Machine learning and language technology for the bio-health domain

Machine learning algorithms enable the automatic construction of methods that would be difficult or laborious to program by human experts. Despite the recent success, there are enormous challenges in deploying these techniques into applications due to the excessive requirements of computational and memory resources. Novel algorithms are needed for training the learning methods and for evaluating the validity of the results. We have developed computationally efficient algorithms for ranking, preference learning, performance evaluation, and feature selection. Our algorithms have found their use in practical applications in bioinformatics and natural language processing.

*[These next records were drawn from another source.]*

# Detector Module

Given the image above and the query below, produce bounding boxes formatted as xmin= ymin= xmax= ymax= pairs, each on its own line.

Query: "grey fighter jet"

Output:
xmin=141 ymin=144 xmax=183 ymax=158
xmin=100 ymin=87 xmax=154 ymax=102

BioNLP is a research field where natural language processing methods are developed for the bio-medical domain. We have developed a system for automated extraction of complex, recursively nested molecular biology events from scientific publications. The system makes use of modern machine learning algorithms to cope with the large amount of training data and the high-dimensional feature space. We have applied the system to 20 million sentences of text, resulting in 19 million events forming a massive event network that captures much of biomolecular knowledge.

We also study automated syntactic and semantic parsing of Finnish. We study the applicability of efficient, linear-time parsing algorithms fully reliant on machine learning techniques. In close collaboration with public and private partners along the health care value chain, we develop language technology for enhanced understanding and communication of health information such as in electronic patient records.

Tapio Salakoski is a Professor of Computer Science and Head of the Department of Information Technology at University of Turku, and Vice Director of Turku Centre for Computer Science. His research interests are in machine learning and natural language processing for bio-medical and health informatics.